I told her I didn’t have two hundred bucks, but if I had it I’d give it to her. Could she just give me a break? Beth shrugged indifferently and smiled. ‘I could, but I’m not going to. Believe me, you and your dick will thank me later.’
I gave up the dream. I tossed my book on the table and started talking to Beth about her total lack of sensitivity, her failure to understand that someone could fall in love at first sight. Beth and I had sparred a few rounds in the office and quite a few more over beer.
We both figured eventually something was going to happen between us, but we were both too stubborn to make the first move. As a result, we actually had a fairly decent friendship, as that kind of friendship goes.
While I was explaining to Beth that she had ruined my life out of simple greed Molly slipped into our booth. I had not seen her crossing the room, and nearly jumped out of my seat when I saw her across from me. Molly’s smile was so pretty that for a moment all I could do was blink.
‘Is he a total asshole or just the run-of-the-mill kind?’
Molly asked Beth without taking her eyes from my face.
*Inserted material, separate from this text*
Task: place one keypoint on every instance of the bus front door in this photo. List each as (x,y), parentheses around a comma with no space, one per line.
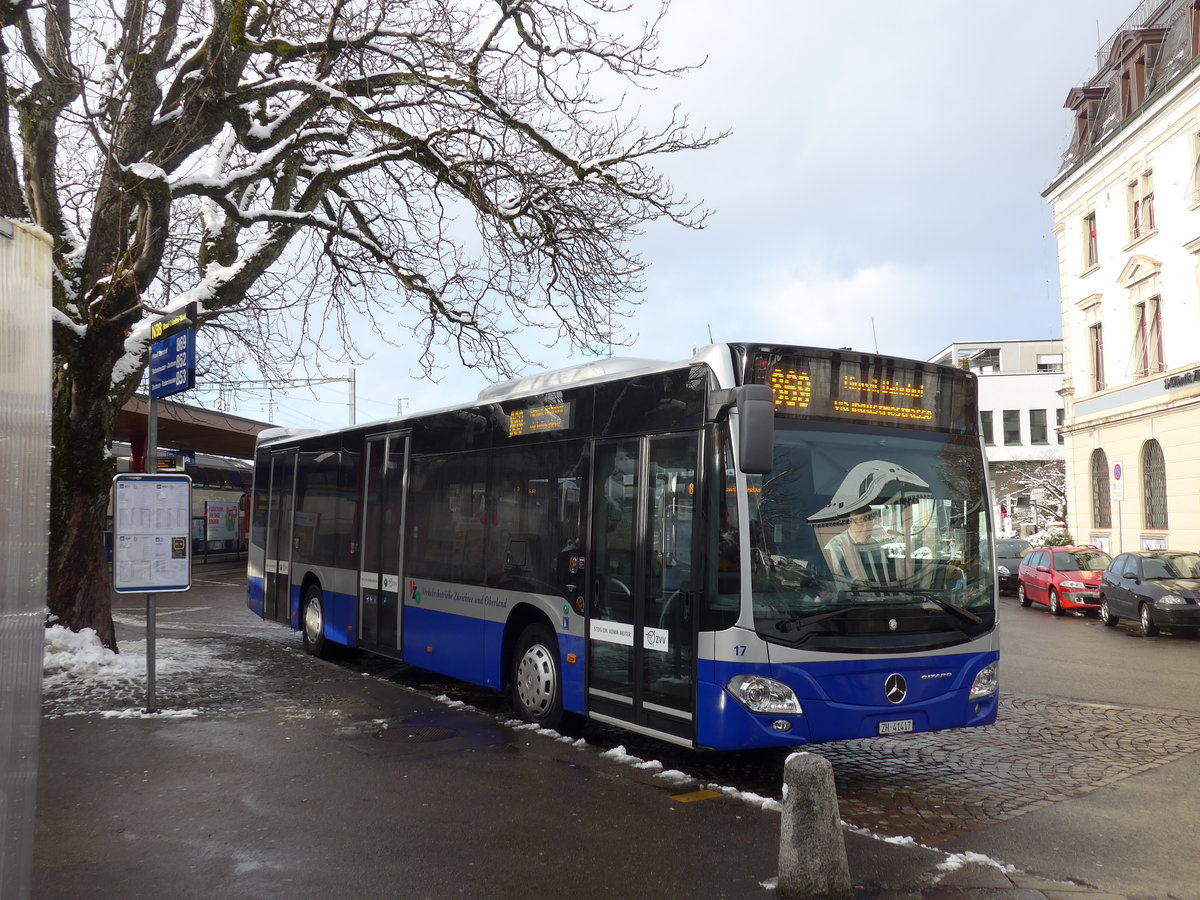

I liked her voice. It was strong and confident. I liked the wa
y she was looking at me, too.
‘Total and complete, I’m afraid,’ Beth answered almost sadly.
I started to defend myself, but Molly wasn’t buying the verdict, not entirely anyway. ‘Kind of cute though.’
‘And doesn’t he know it?’
Molly shook her head, still not taking her eyes from me. ‘I hate that in a guy.’
‘Dumb and pretty.’
Molly laughed. ‘Beats dumb and ugly, I guess.’
Molly had practically the same build as now, though she was leaner by a few pounds. That came of being twenty-one and working twelve-to-fifteen-hour days running rooftops. She had short straight blonde hair with neat square bangs. A blush of freckles ran over the ridge of her nose.
‘What are you reading?’ she asked, taking the book up from the table and examining it for some evidence about my character. ‘ Black Spring. What kind of book is that?’
‘I don’t have a clue,’ I said.
‘Amen,’ Beth echoed.
On any other occasion I might have rewarded Beth’s nastiness with a scowl, but I couldn’t take my eyes from Molly.
‘Why not? You were reading it?’
‘I was trying to read it. The truth is I was distracted.’
Beth rolled her eyes and grumbled something about pathetic pickup lines. ‘You two together or something?’
Molly asked.
Beth said yes. I said no.
‘We teach together,’ I said, hoping that explained it.
This, as it happened, was terrible. Being a graduate student was okay, but teaching was a suspect activity in Molly’s view. ‘If you’re going to have your nose up in the air, then at least you ought to have some cash in your pocket.’
‘Better than no money and no class,’ Beth answered testily.